No. This is a same-turn heuristic candidate surface, not a final truth label. It proves the completion surface is large enough that operators need verification receipts instead of trusting terminal language.

What counts as a verification receipt?

A concrete command, test, diff, deployment check, screenshot, linked artifact, or explicit reason verification could not be run.

What should I change in my Claude Code workflow?

Require every done message to include evidence, and label unverified work as implemented but unverified.

Claude Code Verification Debt: The Agent Said Done, But Where Are the Receipts?

I refreshed my Claude Code corpus mart on May 7, 2026 and asked a blunt question:

When the agent says the work is done, how often does the same assistant turn also carry a verification claim?

The corpus basis:

4,234 parsed session IDs
44,483 human messages
450,878 assistant turns
247,592 tool events
Timestamp range: November 25, 2025 to May 6, 2026

This is my own corpus, not a survey. The public value is the method and the operator protocol, not pretending my workflow represents everyone.

The Finding

The mart flagged:

Surface	Count
Assistant turns	450,878
Completion-claim turns	16,942
Completion claims with same-turn verification claim	1,662
Plausible completion candidates without same-turn verification	15,280
Candidate sessions	2,596

That last number is the one that matters: 90.2% of completion-claim turns landed in the unverified same-turn candidate bucket.

Careful wording: this does not mean 90.2% of completions were false.
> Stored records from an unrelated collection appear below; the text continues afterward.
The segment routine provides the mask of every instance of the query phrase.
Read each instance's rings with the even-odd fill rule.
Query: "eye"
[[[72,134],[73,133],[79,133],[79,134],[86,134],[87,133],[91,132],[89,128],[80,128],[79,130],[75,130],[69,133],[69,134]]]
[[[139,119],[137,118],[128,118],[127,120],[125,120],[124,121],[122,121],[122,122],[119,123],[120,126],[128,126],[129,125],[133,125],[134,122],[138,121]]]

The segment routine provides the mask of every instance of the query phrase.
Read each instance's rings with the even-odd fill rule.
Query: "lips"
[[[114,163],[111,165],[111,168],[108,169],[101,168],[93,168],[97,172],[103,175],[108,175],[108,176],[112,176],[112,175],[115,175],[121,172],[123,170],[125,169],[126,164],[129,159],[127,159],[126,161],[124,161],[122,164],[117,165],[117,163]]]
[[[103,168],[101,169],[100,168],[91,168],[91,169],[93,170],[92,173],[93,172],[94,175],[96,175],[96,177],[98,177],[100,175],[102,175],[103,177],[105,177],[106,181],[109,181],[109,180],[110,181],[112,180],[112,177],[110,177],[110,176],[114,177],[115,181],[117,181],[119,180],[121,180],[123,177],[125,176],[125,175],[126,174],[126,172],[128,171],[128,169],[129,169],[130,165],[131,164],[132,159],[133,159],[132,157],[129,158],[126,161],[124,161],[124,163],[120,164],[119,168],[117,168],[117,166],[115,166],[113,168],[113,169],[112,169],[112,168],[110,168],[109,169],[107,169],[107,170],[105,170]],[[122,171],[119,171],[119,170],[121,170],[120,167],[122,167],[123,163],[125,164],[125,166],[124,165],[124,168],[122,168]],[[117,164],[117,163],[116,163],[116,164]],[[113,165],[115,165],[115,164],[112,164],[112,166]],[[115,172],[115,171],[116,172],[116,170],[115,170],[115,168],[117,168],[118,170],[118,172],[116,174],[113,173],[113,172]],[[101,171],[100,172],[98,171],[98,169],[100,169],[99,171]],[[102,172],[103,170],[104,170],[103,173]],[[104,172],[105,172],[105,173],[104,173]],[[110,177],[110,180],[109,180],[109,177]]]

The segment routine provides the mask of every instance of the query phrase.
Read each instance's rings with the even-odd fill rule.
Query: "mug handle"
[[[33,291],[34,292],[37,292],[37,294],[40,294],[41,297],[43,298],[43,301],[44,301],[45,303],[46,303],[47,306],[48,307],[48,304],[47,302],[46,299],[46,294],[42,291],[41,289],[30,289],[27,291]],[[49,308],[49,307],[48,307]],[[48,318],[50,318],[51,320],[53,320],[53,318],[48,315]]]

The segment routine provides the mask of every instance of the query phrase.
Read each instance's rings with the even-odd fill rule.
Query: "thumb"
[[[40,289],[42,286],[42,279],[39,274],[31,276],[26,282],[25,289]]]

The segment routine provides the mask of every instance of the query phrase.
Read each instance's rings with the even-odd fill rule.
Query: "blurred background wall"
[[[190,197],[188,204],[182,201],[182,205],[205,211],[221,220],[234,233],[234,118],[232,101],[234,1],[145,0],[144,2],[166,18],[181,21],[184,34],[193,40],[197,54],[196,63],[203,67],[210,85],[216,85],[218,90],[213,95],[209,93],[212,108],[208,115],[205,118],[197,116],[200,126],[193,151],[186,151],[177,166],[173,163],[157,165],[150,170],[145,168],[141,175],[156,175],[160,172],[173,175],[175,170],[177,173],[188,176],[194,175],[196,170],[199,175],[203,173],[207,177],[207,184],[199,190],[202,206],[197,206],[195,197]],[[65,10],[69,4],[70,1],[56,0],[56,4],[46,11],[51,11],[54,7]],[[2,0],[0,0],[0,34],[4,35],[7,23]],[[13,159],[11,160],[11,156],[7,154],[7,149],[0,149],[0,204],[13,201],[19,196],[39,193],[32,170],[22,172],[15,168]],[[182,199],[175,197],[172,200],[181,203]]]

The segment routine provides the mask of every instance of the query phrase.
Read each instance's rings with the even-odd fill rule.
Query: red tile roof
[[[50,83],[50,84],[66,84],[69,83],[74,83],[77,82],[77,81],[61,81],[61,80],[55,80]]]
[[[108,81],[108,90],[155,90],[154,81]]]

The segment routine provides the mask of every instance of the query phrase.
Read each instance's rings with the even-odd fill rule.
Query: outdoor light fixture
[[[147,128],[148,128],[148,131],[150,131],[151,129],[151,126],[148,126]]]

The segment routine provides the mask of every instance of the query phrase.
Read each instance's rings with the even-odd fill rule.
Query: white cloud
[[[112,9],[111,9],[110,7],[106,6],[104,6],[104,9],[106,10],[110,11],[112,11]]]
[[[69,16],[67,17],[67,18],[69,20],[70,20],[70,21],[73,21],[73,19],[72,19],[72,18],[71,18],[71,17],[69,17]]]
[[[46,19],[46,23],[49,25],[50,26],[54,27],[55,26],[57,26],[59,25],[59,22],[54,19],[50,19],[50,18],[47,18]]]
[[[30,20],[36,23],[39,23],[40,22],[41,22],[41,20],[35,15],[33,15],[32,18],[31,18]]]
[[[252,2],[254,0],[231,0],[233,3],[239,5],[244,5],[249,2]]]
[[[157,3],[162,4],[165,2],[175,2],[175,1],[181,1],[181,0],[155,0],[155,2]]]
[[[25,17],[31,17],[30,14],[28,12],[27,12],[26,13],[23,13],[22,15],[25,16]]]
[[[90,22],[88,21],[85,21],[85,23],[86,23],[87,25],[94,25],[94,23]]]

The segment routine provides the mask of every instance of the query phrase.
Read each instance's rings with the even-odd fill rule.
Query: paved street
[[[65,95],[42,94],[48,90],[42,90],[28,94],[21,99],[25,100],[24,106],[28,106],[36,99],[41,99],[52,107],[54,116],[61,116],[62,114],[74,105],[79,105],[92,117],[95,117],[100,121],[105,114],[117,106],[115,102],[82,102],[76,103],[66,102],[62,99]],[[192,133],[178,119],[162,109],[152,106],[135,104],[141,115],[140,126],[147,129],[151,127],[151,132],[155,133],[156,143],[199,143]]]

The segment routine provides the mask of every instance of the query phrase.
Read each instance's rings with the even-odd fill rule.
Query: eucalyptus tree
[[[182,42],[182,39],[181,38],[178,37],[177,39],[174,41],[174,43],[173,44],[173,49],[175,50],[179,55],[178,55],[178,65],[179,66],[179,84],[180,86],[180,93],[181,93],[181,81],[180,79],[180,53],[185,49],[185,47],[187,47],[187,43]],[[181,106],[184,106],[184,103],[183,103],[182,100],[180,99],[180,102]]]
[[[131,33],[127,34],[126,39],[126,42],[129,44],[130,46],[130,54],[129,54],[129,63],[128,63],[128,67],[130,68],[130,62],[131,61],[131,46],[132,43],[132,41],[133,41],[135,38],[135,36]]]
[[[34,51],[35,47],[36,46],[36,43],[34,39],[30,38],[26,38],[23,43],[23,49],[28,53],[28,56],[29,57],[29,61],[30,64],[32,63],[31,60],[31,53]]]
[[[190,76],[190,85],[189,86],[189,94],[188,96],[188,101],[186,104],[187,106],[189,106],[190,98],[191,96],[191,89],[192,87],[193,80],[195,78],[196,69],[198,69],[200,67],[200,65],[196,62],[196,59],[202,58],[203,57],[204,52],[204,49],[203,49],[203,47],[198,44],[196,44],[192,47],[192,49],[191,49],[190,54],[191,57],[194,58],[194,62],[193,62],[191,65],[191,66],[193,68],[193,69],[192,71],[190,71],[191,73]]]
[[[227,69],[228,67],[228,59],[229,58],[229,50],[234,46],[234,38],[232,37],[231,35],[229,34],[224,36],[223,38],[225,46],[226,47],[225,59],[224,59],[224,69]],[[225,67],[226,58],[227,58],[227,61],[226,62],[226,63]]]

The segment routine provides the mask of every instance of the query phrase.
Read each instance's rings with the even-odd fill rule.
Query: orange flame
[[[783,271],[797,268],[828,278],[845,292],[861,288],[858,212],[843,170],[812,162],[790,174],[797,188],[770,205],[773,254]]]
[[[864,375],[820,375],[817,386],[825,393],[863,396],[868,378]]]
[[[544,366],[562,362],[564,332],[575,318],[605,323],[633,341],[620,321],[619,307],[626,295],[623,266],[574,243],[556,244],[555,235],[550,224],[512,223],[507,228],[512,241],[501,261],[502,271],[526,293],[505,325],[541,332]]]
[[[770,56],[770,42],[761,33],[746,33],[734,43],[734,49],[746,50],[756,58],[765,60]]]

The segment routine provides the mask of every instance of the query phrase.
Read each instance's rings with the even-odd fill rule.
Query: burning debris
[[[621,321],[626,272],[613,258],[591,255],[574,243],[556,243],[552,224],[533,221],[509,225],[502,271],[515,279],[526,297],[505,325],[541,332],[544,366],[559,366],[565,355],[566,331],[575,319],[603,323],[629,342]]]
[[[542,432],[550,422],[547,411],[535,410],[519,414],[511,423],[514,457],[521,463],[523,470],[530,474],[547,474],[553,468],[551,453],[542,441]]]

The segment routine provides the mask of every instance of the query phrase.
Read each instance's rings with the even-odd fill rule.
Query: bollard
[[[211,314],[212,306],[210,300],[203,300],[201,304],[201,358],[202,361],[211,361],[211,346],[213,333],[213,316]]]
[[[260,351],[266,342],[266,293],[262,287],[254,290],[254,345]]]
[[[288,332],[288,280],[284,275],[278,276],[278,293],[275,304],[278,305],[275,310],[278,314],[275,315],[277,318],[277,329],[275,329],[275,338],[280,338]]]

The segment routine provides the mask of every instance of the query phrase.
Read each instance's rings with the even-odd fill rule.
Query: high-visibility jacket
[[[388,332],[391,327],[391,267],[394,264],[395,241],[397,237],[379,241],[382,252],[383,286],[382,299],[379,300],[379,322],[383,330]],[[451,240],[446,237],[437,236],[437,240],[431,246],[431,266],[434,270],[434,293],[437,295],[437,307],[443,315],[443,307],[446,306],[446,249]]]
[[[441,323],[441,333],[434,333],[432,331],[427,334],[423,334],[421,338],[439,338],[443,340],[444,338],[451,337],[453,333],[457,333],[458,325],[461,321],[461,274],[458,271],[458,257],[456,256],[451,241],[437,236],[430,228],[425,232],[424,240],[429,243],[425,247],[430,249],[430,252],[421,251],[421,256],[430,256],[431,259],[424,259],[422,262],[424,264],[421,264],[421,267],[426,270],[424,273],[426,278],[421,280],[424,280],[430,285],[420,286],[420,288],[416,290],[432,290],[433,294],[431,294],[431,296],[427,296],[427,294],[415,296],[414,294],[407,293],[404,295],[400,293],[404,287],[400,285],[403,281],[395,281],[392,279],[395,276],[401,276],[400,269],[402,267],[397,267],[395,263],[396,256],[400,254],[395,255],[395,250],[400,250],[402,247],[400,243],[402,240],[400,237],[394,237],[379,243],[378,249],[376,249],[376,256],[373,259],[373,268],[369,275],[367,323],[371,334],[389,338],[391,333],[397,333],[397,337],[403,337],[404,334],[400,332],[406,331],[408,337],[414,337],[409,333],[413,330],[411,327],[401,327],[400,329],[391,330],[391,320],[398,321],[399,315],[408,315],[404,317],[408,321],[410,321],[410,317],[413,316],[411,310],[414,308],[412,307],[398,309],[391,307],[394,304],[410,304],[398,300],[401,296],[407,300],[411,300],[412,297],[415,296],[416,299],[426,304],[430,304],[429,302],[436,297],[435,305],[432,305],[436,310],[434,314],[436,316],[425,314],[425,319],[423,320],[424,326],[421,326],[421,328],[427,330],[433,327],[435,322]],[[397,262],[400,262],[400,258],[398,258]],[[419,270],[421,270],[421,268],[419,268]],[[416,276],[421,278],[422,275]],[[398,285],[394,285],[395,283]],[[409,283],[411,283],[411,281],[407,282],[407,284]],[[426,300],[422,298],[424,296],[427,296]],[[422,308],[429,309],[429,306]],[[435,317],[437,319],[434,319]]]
It does not mean Claude Code failed to verify later. It means the raw transcript surface is full of assistant turns that sound terminal before the evidence is visible in the same turn.

That is verification debt.

Why This Is Non-Obvious

Most operators judge an agent by whether the final message feels competent.

That is the wrong object.

The final message is narration. The tool trace is reality. A high-agency coding agent can make huge real progress and still end with a final paragraph that compresses uncertainty too aggressively.

The dangerous failure mode is not always hallucinated code. It is plausible completion:

The agent gets 80% of the way there.
The last test, migration, deploy, or edge case remains unresolved.
The final answer sounds like a closed loop.
The human moves on.

That is how agentic coding creates invisible liability.

The So What

Stop asking "is it done?"

Ask "where are the receipts?"

For Claude Code, the final answer should include at least one of:

exact command/check run and result
exact test suite and pass/fail state
exact file or diff evidence
deploy/build URL or screenshot evidence
explicit statement that verification was impossible
explicit label: implemented but unverified

That label matters. It turns a vague completion into a known risk state.

The Operator Protocol

Add this to your Claude Code working style:

Do not call the task done unless you include verification receipts.
If you changed code, include the exact command or check you ran.
If you could not verify, say "implemented but unverified" and explain why.

Then enforce it socially. When the agent says "done" without receipts, do not read the paragraph. Ask for the receipt.

The More Aggressive Version

For high-risk work, split "implementation" from "closure":

Phase 1: implement the smallest coherent patch.
Phase 2: run the narrowest meaningful verification.
Phase 3: only then summarize what is done.

This is slower on easy tasks. It is dramatically cheaper on the sessions that matter, because the expensive failures are not syntax mistakes. They are false closure states, and they concentrate in the same explicit high-error sessions where most token cost concentrates.

Pair this with a loop-depth checkpoint and false closure gets harder to reach: the agent has to produce receipts at known moments, not just when it feels finished.

Why This Can Supercharge Claude Code

The trick is not a better magic prompt. The trick is changing what counts as an acceptable terminal state.

Claude Code is already good at reading, editing, and running tools. The operator advantage is forcing the loop to end on evidence instead of confidence.

That is the public field-manual rule:

Done is not a sentence. Done is a receipt.

The methodology and reproducible query factory live in the public repo: MPIsaac-Per/claude-code-ops-audit.